What You Should Really Eat

WebMD Commentary

Should you eat every three hours, load up on protein, or concentrate on healthy carbs?

We're constantly pummeled with new ways to lose weight. And many of them are right on the money.

I'm not talking about popping a pill to get your cortisol levels in check or cutting the latest evil food from your diet. Some things are hogwash.

But many of them aren't.

The Combination Fix

The problem is that there is no one fix. Eating every three hours is a great idea. So is stocking up on protein. And you absolutely should munch on brown rice -- a healthy carb -- instead of white rice.

The trick is to combine all these healthy little tidbits to create that slimmer, healthier you.

Eating something healthy every three hours helps prevent your metabolism from plummeting between meals.
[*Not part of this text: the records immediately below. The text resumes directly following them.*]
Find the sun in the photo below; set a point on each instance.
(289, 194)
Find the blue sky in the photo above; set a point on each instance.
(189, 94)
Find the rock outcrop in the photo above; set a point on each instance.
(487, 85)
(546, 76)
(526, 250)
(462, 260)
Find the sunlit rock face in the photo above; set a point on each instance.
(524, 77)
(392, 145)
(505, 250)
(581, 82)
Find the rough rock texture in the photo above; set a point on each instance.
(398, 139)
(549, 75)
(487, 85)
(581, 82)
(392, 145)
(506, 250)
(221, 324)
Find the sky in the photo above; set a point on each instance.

And it helps keep you from gorging on bad foods in between meals.

Eating more protein helps you stay full longer. This doesn't mean bacon and hot dogs. And it doesn't mean low-carb.
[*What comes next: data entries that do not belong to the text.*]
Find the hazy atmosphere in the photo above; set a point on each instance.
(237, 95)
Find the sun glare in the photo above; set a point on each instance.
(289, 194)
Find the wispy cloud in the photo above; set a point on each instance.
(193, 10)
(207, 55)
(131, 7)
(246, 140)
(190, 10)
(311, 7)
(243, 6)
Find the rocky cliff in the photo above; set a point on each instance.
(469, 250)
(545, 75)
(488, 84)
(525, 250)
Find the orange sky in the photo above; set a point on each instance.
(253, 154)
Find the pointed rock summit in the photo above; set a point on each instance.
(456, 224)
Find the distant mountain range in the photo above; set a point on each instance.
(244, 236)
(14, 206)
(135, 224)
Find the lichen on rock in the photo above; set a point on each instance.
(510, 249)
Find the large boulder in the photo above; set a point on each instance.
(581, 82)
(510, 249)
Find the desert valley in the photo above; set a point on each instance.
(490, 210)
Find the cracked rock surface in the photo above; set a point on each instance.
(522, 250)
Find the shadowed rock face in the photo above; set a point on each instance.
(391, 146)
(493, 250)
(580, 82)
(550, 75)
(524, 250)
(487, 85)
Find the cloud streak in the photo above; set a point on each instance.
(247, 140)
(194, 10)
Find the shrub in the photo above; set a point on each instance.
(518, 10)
High-protein diets were all the rage a couple of years ago. The main problem with them is that the most popular varieties usually consisted of high-fat sources of protein and limited healthy carbs -- even fruits and vegetables.

A high-protein diet (again, not low-carb) is a very healthy diet that can help you slim down by keeping you feeling full.

Chicken, turkey, tofu, and lean beef are great sources of healthy protein. Even the occasional egg and steak are fine.

And instead of limiting carbs in your diet, add in healthy carbs such as vegetables and fruits, brown rice, and other whole grains.

But you don't like brown rice?

I can relate. When I started the switch to brown rice and wheat pasta a few years ago, it took some getting used to. But now I actually prefer them and don't miss the unhealthier versions at all.

Ditch the Low-Fat Diet

We've learned in recent years that the traditional low-fat diet isn't the best way to go. Again, that doesn't mean it's OK to sit down to a meal of steak, butter-laden mashed potatoes, and berry cobbler.

What it does mean is that you should lean toward sources of healthy fats, such as salmon, olive oil, and nuts. Still use them in moderation, since fats tend to have more calories. But a tablespoon of olive oil or a small handful of nuts is a great source of heart-healthy fats.

Stay away from trans fats, which are known to be damaging to the heart. Since the amount of trans fats now must appear on food labels, most foods are now thankfully trans fat-free.

Take Your Time

The point is that you can't rely on any one solution to help you lose weight. Combine all the great advice you hear, and make sure you know what's good and what's not.

But you also don't have to make all these changes in one day.

Take some time to get used to eating every three hours - even if it's not the healthiest food at first. If you're not really hungry when your three hours is up, try to eat something. That'll help your body get used to eating several smaller meals throughout the day.

Once you've got that down, start working in some healthier forms of protein. And later on you can bring in a healthy carb or two.

And don't forget about the exercise. Yes, you do have to exercise. Any weight loss plan that's worth its weight includes exercise.

Michael W. Smith, MD, is WebMD's medical editor-in-chief. His opinions and conclusions are his own.